Competing priorities in machine learning development

The ML workflow’s status quo poses challenges to considering annotator diversity. Short-term development timelines prioritize curating larger datasets and building better-performing models over diverse annotators. Emerging and niche application areas prioritize reaching an MVP before addressing annotator diversity. Data annotation is integrated into ML pipelines designed for definitive answers, conflicting with diverse subjectivities. Reducing annotation costs and competition shape annotator recruitment. Setting up annotation pipelines is effort-intensive and costly, making diversity-related concerns secondary to building models quickly and cost-effectively.
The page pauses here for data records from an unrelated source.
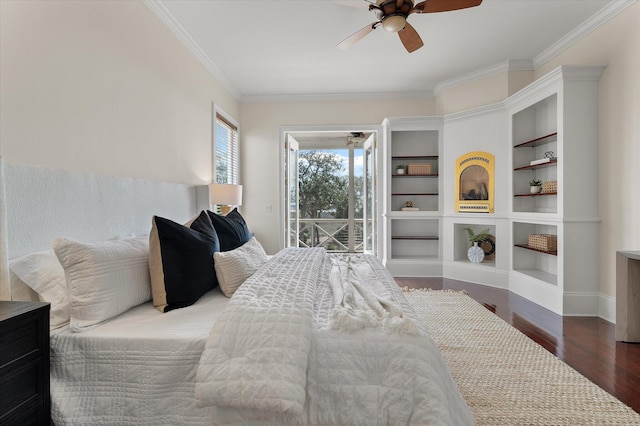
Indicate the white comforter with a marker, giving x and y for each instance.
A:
(278, 353)
(136, 369)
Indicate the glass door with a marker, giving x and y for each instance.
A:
(291, 207)
(369, 196)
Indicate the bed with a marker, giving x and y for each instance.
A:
(305, 338)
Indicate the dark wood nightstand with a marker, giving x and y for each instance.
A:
(24, 363)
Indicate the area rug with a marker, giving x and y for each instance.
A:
(507, 378)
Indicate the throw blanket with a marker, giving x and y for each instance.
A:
(277, 354)
(357, 299)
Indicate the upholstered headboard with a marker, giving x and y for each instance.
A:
(40, 204)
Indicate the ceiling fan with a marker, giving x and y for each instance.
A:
(392, 16)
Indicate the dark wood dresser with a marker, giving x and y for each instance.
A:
(24, 363)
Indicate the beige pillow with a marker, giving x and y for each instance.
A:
(104, 279)
(235, 266)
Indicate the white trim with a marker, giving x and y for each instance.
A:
(580, 304)
(502, 67)
(337, 97)
(470, 113)
(584, 29)
(161, 11)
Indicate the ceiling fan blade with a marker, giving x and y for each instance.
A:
(356, 37)
(432, 6)
(410, 38)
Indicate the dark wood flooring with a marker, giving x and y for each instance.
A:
(587, 344)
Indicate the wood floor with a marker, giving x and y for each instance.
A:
(586, 344)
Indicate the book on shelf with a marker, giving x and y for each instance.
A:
(540, 161)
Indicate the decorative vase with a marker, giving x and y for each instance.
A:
(475, 253)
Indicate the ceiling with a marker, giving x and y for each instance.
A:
(272, 49)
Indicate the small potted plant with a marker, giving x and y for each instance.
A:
(476, 253)
(536, 186)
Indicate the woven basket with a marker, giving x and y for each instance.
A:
(550, 186)
(418, 169)
(544, 242)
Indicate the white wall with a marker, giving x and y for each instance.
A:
(104, 86)
(260, 150)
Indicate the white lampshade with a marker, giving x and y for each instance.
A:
(394, 23)
(226, 194)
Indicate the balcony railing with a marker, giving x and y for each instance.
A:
(332, 234)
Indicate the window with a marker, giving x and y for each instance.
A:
(225, 150)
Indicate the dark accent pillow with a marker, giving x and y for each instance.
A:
(232, 230)
(181, 261)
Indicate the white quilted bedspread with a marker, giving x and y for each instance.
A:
(274, 355)
(136, 369)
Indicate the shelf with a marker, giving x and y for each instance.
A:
(537, 166)
(430, 175)
(416, 238)
(542, 140)
(535, 195)
(524, 246)
(415, 157)
(414, 193)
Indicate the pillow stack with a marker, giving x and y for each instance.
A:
(88, 283)
(181, 257)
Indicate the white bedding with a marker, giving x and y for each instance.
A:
(138, 368)
(273, 356)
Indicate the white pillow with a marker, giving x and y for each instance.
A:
(43, 273)
(233, 267)
(104, 279)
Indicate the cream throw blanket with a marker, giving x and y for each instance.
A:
(356, 299)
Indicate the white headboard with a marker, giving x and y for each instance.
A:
(40, 204)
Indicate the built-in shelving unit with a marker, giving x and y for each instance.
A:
(554, 138)
(547, 131)
(412, 209)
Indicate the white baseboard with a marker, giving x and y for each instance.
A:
(607, 308)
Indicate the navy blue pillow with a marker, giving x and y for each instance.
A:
(181, 261)
(232, 230)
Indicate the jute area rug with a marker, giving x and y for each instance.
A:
(507, 378)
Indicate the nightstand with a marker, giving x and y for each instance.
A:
(24, 363)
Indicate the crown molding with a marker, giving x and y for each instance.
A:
(167, 18)
(338, 97)
(480, 111)
(584, 29)
(502, 67)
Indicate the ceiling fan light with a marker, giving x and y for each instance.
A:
(394, 23)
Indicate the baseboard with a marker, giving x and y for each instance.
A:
(607, 308)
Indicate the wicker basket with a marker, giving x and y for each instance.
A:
(550, 186)
(419, 169)
(544, 242)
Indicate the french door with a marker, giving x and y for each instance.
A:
(360, 223)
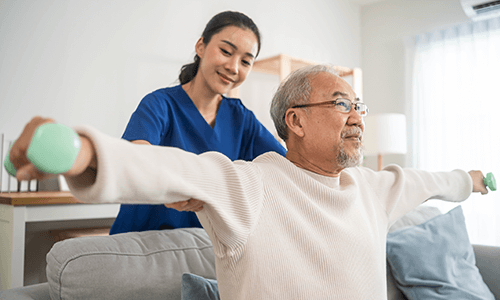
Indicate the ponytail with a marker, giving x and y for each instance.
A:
(188, 71)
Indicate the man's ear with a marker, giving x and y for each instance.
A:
(294, 121)
(200, 47)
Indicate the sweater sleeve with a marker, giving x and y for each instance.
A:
(126, 172)
(401, 190)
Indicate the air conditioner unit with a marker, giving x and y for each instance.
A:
(481, 9)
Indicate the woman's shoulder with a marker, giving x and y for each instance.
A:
(236, 105)
(164, 96)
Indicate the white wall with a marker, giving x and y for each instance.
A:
(384, 27)
(91, 62)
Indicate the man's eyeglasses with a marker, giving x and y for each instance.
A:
(341, 105)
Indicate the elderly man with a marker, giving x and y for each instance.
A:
(312, 225)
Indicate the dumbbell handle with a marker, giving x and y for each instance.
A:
(53, 149)
(490, 181)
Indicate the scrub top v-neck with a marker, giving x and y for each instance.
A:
(168, 117)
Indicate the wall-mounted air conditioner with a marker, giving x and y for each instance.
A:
(481, 9)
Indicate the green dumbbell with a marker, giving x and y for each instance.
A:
(490, 182)
(53, 149)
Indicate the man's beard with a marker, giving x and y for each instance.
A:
(345, 160)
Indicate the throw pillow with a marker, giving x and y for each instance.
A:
(435, 260)
(195, 287)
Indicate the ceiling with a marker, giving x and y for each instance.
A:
(364, 2)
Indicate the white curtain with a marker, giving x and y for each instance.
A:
(454, 112)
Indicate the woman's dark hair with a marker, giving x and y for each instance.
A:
(215, 25)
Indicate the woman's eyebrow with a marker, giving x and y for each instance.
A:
(236, 48)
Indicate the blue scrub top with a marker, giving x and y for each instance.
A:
(168, 117)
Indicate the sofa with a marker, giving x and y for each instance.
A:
(150, 265)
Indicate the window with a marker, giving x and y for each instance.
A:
(454, 112)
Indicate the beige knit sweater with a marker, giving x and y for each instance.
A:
(279, 231)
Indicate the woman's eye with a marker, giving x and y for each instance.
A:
(343, 105)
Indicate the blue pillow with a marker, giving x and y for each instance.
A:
(435, 260)
(195, 287)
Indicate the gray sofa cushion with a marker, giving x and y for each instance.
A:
(100, 267)
(37, 291)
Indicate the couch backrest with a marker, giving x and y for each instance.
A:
(138, 265)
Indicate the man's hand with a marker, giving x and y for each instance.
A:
(188, 205)
(27, 171)
(478, 182)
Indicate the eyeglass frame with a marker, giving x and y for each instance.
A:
(333, 102)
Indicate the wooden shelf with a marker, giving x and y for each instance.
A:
(37, 198)
(282, 65)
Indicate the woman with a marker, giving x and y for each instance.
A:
(195, 116)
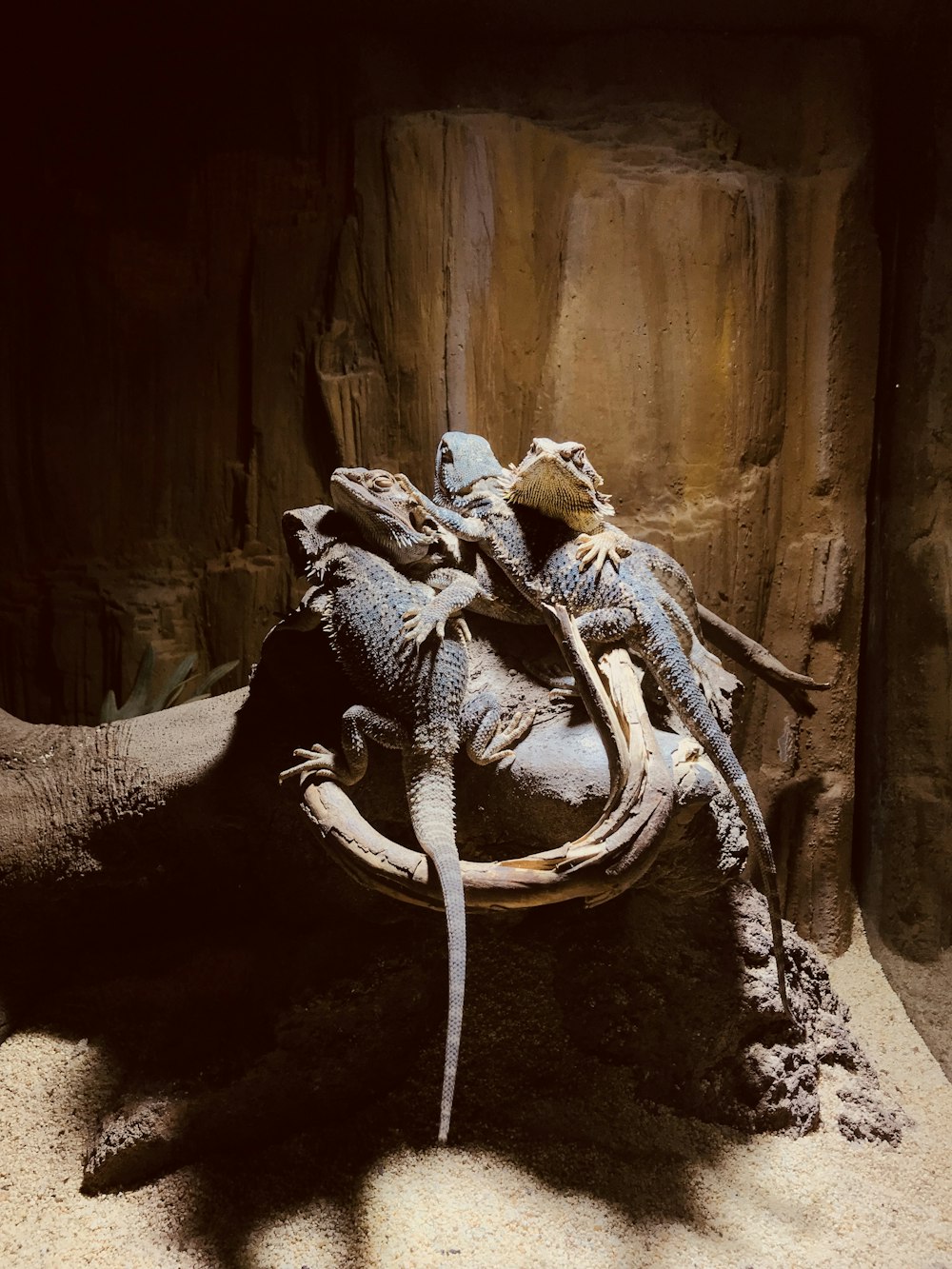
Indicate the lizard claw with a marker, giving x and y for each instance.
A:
(564, 696)
(319, 761)
(419, 624)
(461, 628)
(509, 735)
(598, 549)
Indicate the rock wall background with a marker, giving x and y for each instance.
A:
(239, 258)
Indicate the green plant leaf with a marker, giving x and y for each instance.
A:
(205, 685)
(171, 689)
(109, 711)
(136, 704)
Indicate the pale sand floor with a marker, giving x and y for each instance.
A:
(739, 1202)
Conclusion and implications

This paper argues that practitioner views of annotator diversity are influenced by representationalist thinking, seeking objectivity and neutrality. Annotators are treated as apparatuses for achieving neutral representations of the world. Practices minimize annotators’ subjectivities and reduce diversity to stable categories. We draw parallels with Teil’s analysis of terroir in wine-making, where subjectivities are marginalized in favor of objectivity. We call on practitioners to be accountable for marginalized perspectives and challenge the prevailing thinking. We can move towards a more inclusive and diverse approach to data annotation by rethinking ground truth, bias, and diversity.

Rethinking Ground Truth

The findings show how diversity among annotators is deprioritized in favor of practical considerations in building AI/ML models. The convergence-driven machine learning workflow minimizes the importance of annotators’ subjectivities. Disagreements among annotators are often seen as undesirable and resolved by experts, limiting the impact of diversity. To manage annotator subjectivities, practitioners should acknowledge data production as an interpretive task and consider approaches that preserve minority perspectives. Tools and processes that support diverse annotator positions can foster a pluralistic approach to data annotation.

Rethinking Bias

Our research highlights the influence of individual annotator identities on the annotation task and calls for a critical examination of the framing of “bias” in data annotation. The pursuit of annotator diversity should not solely be for better-performing models but also for justice-oriented goals and broadening ways of knowing. Documentation artifacts can promote transparency but may not effectively address representationalist thinking. Instead, we propose participatory and collaborative approaches to data annotation, encouraging practitioners to explore co-created labeling setups with annotators.

Rethinking Diversity

Our research highlights the limitations of representationalist thinking in treating annotator diversity and calls for a justice-oriented approach inspired by intersectionality. The current pursuit of diversity for representativeness often relies on static social categories and overlooks the intersections of identities and experiences. To address this, we propose recommendations for exploratory modes of engaging with intersectionality, such as tools for visualizing different annotator distributions and exploring the impact of weighted marginalized identities on models. We also encourage practitioners to consider neglected points of intersection and resist predefined categories by examining lived experiences and organizational contexts.

Between the lines

Despite the work that came out a year ago, the relevance of it, instead of decreasing, has increased on the backdrop of the release of large language models such as ChatGPT and Bard. Several articles discuss the working conditions of the annotators, and their experience came out this year. We have a fuller picture of the lives of annotators across the world. Yet, changes in how we as an industry engage with the annotators, their work, their perspectives, and their aspirations have yet to be followed up.